Python face question 2

Question one: What will be the output of the following code? Say your answer and explain.

class Parent(object):    x = 1class Child1(Parent): passclass Child2(Parent): passprint Parent.x, Child1.x, Child2.xChild1.x = 2print Parent.x, Child1.x, Child2.xParent.x = 3print Parent.x, Child1.x, Child2.x

Answer

The output of the above code is:

1 1 11 2 13 2 3

What makes you confused or surprised is that the output of the last line is 3 2 3 not 3 2 1 . Why does changing the value change Parent.x the value Child2.x , but the value does not change at the same time Child1.x ?

The key to this answer is that in Python, class variables are internally processed as dictionaries. If the name of a variable is not found in the dictionary of the current class, the ancestor class (such as the parent class) will be searched until the referenced variable name is found (if the referenced variable name is not found in its own class and not in the ancestor class, an exception is thrown AttributeError ).

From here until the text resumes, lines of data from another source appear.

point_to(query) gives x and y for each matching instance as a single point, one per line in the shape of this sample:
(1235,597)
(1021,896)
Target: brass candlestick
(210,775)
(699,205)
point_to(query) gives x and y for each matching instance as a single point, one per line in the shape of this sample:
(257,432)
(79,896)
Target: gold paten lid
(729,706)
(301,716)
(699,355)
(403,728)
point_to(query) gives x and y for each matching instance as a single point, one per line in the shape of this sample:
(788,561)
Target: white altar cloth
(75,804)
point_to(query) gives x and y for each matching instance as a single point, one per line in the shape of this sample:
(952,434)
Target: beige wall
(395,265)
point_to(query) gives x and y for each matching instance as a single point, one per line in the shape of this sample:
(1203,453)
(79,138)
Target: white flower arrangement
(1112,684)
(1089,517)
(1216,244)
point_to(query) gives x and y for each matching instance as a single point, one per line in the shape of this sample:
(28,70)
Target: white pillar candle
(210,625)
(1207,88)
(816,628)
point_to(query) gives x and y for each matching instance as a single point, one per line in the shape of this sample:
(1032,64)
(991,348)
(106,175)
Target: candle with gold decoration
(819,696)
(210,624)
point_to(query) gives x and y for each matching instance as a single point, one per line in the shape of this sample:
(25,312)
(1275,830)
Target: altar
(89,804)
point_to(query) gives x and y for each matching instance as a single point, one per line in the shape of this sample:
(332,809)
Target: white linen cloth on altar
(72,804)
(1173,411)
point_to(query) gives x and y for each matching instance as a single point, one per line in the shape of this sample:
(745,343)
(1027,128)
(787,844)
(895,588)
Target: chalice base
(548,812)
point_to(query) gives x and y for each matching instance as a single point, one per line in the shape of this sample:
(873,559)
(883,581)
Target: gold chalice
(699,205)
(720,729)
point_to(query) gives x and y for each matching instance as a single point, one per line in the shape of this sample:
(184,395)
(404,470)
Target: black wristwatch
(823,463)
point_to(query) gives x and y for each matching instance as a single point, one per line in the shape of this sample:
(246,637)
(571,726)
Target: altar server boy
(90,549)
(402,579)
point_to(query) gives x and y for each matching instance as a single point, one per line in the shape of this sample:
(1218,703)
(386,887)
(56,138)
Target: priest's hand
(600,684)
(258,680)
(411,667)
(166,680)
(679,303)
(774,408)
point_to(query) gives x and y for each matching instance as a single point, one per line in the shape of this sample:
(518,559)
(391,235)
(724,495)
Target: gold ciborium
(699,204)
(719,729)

Therefore, setting in the parent class causes the x = 1 class variable X to have a value of 1 in reference to the class and any of its subclasses. This is because the output of the first print statement is 1 1 1 .

Then, if any of its subclasses rewrite the value (for example, we execute the statement Child1.x = 2 ), then the value is changed only in the subclass. That's why print the output of the second statement is 1 2 1 .

Finally, if the value is changed in the parent class (for example, we execute the statement Parent.x = 3 ), the change affects the value in any subclass that does not override the value (the subclass that is affected in this example is Child2 ). That's why the third print output is 3 2 3 .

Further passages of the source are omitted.